Dear Blizzard (Dated 2004)
September 12, 2004
Dear Blizzard:
I’ve been seeing previews of your new “World of Warcraft” game, and I think you’re wasting the rumored 50 million dollars you’ve put into it. It’s nothing but a clone of the market leader, Everquest, and there’s really no way you can overcome the huge advantage EQ has on you in terms of subscriber base and development time. They’ve had over five years to constantly refine and improve the game experience; you’ll be starting out where they were five years ago, and doing nothing but playing catch-up. You’ve got the same “Go kill 10 rats” gameplay and the same endgame, except you have almost no raid content ready and I hear that your “innovative” PVP system, using the same “instancing” technology that Everquest implemented years ago in their Lost Dungeons of Norrath expansion, will not be ready at launch. Only something totally new and radical will work — have you considered making it over into a twitch-based FPS game? Just doing what’s already proven to be popular and genre defining, but doing it better, cleaner, sharper, and faster, is no recipe for success. Originality is far more important than competence, and building on your competitors work and taking advantage of all they’ve learned the hard way, and then bettering it, is a foolish gambit. Only the totally new and totally unproven, especially if it’s not what customers have previously demonstrated they’re willing to pay for, will win the game. You may want to look at Tabula Rasa, which has been in development since 2001 and will probably release soon. It’s so original and groundbreaking even the developers aren’t entirely sure what kind of game they’re making — that kind of shattering of genre boundaries is the best way to have a mega-hit. I feel sorry for the developers, artists, and so on who will be laid off when World of Warcraft bombs, dismissed as just another Everquest clone in a field already crowded with them (Asheron’s Call, Dark Age Of Camelot, Horizons, etc). I wish you luck — you’re going to need it.
An Explanation
For those wondering what the hell that was all about, it’s a response I posted on this Slashdot page which was itself discussing this article about how KOTOR (Knights Of The Old Republic) was going to fail, fail, fail because someone who played part of one starting zone which is still in beta didn’t like the quests.
I’m not claiming it won’t fail, mind you — just that if the arguments you make for its “inevitable” failure are exactly the same as arguments you could have made (and I’m sure some people did make) in 2004 to Blizzard, you might want to check your premises.
WoW was actually innovative with its quests – as I recall EQ didn’t have any quests to speak of (you could deliver things for people, but nothing like the clean and integral implementation that WoW bought to the table).
Your point still stands of course 🙂 I do wonder if the full price/full subscription fee is the right way to go though – LOTRO is a powerful counter argument.
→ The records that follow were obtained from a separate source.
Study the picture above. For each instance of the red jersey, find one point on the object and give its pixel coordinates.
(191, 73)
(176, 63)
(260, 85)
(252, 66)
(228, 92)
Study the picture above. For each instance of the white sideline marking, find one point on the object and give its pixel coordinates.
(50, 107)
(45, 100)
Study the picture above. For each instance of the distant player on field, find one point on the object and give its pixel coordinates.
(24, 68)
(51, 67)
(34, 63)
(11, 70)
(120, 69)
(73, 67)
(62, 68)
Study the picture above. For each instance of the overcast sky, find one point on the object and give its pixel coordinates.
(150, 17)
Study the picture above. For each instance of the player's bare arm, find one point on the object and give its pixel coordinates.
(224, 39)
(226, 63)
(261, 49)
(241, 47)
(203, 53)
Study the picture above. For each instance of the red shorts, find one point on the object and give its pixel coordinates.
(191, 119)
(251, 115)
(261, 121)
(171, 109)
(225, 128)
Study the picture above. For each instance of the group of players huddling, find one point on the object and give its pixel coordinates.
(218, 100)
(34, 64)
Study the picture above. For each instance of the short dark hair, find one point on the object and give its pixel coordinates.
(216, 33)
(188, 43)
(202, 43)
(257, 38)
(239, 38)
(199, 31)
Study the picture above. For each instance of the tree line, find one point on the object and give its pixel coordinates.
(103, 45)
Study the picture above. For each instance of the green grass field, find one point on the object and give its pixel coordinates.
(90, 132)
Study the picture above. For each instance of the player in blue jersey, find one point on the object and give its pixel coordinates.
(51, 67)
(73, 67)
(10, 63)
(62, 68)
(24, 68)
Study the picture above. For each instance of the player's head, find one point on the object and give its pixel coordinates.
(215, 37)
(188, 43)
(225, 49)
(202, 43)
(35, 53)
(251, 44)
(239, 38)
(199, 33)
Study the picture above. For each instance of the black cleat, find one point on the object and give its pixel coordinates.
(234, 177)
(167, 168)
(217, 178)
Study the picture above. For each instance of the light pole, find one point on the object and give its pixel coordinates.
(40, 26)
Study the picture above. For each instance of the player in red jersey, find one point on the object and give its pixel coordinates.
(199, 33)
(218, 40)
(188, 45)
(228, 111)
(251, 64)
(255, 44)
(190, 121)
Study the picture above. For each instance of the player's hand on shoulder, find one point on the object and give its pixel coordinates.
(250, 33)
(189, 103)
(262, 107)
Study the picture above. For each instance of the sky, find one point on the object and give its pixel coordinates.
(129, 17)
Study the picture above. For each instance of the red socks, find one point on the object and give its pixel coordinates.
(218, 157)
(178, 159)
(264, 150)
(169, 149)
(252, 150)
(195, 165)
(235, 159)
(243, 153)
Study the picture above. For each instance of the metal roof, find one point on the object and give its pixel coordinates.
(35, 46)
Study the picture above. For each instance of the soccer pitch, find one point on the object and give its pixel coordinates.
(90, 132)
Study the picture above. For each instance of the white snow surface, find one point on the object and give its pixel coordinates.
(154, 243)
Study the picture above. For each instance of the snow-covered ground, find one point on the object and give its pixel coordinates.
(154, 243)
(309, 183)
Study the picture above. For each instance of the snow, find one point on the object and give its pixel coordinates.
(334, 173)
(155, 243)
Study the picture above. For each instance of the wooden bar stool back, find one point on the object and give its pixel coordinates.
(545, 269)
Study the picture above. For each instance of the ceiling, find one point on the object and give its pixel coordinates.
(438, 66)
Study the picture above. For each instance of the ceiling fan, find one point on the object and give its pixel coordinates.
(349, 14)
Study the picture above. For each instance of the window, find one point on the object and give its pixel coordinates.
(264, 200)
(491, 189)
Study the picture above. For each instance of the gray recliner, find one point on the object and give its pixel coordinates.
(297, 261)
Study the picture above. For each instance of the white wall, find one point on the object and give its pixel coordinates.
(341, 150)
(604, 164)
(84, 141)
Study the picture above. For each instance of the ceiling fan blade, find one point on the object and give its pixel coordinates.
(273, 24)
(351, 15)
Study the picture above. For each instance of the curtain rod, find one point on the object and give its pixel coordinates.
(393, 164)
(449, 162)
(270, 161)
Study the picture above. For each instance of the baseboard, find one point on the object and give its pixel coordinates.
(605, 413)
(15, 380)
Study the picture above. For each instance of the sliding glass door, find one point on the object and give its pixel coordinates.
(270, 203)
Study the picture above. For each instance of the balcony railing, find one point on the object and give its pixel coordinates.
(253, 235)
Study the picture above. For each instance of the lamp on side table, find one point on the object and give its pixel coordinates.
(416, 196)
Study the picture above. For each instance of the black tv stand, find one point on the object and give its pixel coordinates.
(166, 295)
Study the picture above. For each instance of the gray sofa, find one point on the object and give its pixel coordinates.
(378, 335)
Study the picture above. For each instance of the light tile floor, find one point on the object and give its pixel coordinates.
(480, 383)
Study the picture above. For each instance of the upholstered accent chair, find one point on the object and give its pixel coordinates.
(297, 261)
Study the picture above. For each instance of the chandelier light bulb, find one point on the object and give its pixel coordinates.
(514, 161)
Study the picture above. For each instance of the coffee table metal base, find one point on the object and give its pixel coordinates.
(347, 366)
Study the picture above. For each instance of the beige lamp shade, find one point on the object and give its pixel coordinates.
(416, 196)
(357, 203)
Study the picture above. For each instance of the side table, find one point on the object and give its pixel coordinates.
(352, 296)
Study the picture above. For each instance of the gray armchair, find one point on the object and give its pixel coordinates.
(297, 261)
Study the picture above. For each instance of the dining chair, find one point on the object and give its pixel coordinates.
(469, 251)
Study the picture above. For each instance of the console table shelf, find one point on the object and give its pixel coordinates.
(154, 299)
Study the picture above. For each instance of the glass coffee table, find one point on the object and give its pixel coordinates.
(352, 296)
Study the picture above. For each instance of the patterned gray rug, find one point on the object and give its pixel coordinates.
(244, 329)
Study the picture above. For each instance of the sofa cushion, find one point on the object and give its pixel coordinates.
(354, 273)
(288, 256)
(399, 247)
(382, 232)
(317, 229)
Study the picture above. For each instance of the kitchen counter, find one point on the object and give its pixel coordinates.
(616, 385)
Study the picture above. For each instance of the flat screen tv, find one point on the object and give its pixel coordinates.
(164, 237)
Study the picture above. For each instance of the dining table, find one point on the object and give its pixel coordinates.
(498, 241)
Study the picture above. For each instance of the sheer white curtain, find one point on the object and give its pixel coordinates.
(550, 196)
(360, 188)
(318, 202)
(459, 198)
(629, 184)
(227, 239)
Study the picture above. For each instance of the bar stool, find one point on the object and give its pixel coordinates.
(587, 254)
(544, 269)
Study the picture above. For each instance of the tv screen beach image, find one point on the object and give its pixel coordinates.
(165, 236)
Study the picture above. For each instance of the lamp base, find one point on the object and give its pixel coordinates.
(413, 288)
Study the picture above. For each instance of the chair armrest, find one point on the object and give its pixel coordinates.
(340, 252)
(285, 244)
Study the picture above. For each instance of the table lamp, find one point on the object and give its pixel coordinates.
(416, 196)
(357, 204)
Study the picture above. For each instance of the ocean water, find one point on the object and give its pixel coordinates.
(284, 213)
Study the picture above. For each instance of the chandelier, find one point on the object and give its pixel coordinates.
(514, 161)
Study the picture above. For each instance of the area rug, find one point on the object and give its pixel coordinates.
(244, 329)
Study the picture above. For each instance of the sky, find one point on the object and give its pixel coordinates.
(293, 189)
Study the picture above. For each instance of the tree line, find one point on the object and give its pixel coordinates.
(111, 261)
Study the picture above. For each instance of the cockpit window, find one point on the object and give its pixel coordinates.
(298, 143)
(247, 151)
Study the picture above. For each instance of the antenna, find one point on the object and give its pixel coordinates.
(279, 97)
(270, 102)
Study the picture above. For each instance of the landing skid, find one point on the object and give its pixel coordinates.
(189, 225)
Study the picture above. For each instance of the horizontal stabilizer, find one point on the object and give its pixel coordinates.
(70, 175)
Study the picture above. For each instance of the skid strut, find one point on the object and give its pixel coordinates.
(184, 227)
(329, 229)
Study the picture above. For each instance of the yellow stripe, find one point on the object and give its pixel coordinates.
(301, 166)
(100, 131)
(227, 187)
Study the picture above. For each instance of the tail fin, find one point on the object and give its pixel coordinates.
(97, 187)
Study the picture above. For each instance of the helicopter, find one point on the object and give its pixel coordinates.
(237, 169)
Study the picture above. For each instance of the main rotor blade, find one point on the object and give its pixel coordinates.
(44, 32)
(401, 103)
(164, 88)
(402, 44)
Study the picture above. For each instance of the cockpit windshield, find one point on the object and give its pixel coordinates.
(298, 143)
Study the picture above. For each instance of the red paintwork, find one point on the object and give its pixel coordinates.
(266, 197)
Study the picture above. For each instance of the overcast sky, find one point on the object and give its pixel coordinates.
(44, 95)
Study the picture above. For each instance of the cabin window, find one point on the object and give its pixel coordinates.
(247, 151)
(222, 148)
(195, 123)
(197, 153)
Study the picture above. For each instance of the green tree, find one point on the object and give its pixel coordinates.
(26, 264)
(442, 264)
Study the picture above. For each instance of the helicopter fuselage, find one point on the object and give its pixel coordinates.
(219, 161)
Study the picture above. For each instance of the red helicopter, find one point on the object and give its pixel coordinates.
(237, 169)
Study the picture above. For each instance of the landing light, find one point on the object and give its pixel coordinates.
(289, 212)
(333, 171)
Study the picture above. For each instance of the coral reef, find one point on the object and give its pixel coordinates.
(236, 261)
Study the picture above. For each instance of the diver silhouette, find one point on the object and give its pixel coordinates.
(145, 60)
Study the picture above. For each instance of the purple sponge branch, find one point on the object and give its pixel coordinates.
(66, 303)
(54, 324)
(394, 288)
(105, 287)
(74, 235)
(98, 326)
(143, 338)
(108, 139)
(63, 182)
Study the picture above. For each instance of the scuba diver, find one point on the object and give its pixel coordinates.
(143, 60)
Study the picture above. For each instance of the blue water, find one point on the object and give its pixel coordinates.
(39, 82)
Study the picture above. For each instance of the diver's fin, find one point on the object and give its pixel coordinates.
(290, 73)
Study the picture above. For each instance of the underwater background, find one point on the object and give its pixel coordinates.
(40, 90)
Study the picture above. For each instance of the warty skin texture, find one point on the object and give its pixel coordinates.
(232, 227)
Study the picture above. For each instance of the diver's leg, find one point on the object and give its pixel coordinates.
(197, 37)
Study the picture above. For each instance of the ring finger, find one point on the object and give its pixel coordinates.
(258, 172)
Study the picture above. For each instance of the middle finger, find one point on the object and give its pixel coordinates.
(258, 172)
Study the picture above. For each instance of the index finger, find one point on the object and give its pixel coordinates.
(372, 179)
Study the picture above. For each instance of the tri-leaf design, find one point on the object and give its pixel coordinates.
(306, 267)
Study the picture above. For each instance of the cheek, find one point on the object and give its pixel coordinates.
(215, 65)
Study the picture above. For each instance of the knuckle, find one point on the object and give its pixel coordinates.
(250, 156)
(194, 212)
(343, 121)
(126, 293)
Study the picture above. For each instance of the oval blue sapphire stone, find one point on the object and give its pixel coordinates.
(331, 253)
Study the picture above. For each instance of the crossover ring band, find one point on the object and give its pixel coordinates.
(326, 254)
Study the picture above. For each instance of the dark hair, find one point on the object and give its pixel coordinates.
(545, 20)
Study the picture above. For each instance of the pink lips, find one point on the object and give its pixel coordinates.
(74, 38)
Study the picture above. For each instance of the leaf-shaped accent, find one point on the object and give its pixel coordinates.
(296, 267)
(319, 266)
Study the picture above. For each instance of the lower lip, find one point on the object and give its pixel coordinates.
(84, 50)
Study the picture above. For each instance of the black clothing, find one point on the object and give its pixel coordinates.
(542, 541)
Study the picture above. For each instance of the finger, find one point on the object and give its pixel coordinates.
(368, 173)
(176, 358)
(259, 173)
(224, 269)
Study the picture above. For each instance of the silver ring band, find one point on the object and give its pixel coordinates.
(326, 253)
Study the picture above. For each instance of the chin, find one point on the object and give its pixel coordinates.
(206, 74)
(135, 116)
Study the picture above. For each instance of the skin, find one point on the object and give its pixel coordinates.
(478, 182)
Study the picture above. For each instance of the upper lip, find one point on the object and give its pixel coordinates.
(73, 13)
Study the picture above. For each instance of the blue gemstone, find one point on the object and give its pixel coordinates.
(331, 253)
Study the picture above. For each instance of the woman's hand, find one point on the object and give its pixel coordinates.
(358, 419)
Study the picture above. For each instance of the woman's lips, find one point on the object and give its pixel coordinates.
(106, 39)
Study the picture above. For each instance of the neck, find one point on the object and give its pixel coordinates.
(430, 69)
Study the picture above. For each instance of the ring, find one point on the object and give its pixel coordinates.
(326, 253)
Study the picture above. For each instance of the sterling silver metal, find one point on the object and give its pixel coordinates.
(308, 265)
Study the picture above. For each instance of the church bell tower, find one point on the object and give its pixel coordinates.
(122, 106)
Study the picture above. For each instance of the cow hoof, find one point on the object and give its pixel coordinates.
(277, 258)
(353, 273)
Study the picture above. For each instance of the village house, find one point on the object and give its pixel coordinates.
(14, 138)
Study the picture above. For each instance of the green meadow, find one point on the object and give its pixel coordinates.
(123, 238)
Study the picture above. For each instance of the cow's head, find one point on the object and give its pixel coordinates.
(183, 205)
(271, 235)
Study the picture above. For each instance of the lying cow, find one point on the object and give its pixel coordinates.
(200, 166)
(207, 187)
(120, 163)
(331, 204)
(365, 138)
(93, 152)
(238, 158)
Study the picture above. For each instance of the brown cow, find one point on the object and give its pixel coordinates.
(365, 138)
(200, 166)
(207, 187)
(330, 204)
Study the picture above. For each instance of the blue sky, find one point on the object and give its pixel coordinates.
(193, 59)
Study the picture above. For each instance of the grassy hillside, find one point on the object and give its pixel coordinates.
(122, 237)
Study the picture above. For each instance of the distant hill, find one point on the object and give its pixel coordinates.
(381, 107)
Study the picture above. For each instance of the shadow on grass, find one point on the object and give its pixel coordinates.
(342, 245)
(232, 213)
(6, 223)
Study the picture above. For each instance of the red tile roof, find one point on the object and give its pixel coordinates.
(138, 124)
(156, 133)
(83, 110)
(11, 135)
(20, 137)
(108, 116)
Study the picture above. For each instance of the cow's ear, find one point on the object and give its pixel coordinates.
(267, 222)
Love your stuff, keep it up! Particularly love all the Earth Delta stuff, great work.
Not sure if my software tells you a reply was posted to the thread in general, so, here’s a reply to your post to let you know I replied to your post in, erm, another reply. Sorry.
Everquest had full and complex quests from the get-go….hence the name. There were plenty of “Kill 10 rats” quests and many long and complex quest chains which required significant work to locate and discover. A lot of people, though, didn’t bother — they just ran to a spawn point and camped it. I’ve heard many people say “EQ didn’t have quests” or the like, when what they really mean is “Wow, I never actually tried talking to the NPCs. You could DO that? Whoa.”
Here’s one in particular I remember: http://everquest.allakhazam.com/db/quest.html?quest=1497 . If you check the date — 2002 — you’ll see it was WELL before WoW came out, and while this was in an expansion, there were plenty of similar quests at the time EQ launched in the late 1990s.